Azure IoT Edge For Linux On Windows, a technology in public preview, fixes these issues. It transparently spins up a Linux VM and runs Azure IoT Edge in the context of this Linux VM. Since the VM is transparent, customers continue to manage the Windows host as they would any other Windows device. Partners writing modules for Azure IoT Edge now only have to create and maintain Linux container versions of their modules since Azure IoT Edge now runs in a Linux environment, regardless of the OS used by the host.
Supporting features
The very large investments detailed above should not overshadow a handful of smaller point improvements that add critical functionality to Azure IoT Edge solutions.
- Message priority ensures that high priority messages are synced to the cloud before lower priority messages after a period of no connectivity.
- Module boot order provides information to the runtime used to try and start modules in a particular order. Please note, that this order is not binding (a module which is started first may take a while to initialize and a subsequent module could begin running before it). Module boot order also does not apply to restarts of individual modules (if the first module crashes, all subsequent modules continue to run and are not restarted with the failed module).
- Module twins now support arrays.
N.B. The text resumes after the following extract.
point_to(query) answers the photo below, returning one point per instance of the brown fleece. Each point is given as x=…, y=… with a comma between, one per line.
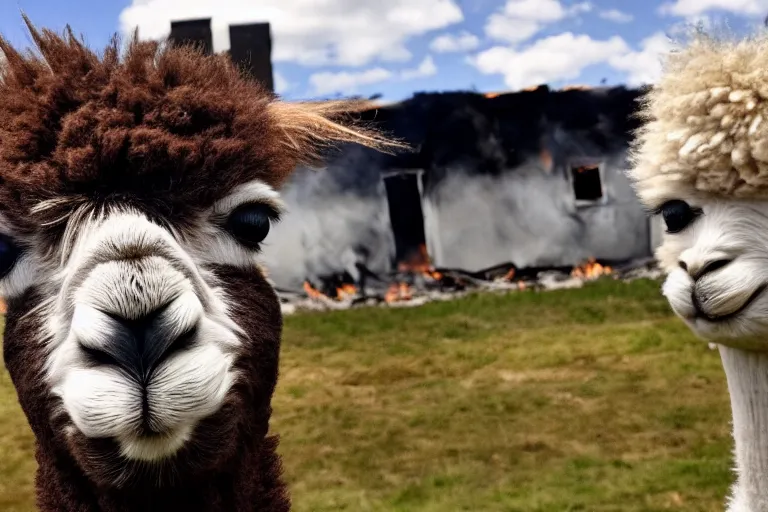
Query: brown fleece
x=168, y=131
This provides module authors to more data structures for syncing information in module twins and prevents them from (serializing/deserializing) arrays (into/out of) module twins.
The work produced by the IoT Edge team over the past year is nothing short of amazing. It’s even more impressive when one realizes that it was delivered under such stressful conditions. Lorenzo and I are truly grateful to lead such a talented and motivated team. Working with them has been a highlight in a year where so many people have struggled. We have many more great innovations coming this year, and we can’t wait to see the solutions our customers continue to build with Azure IoT Edge.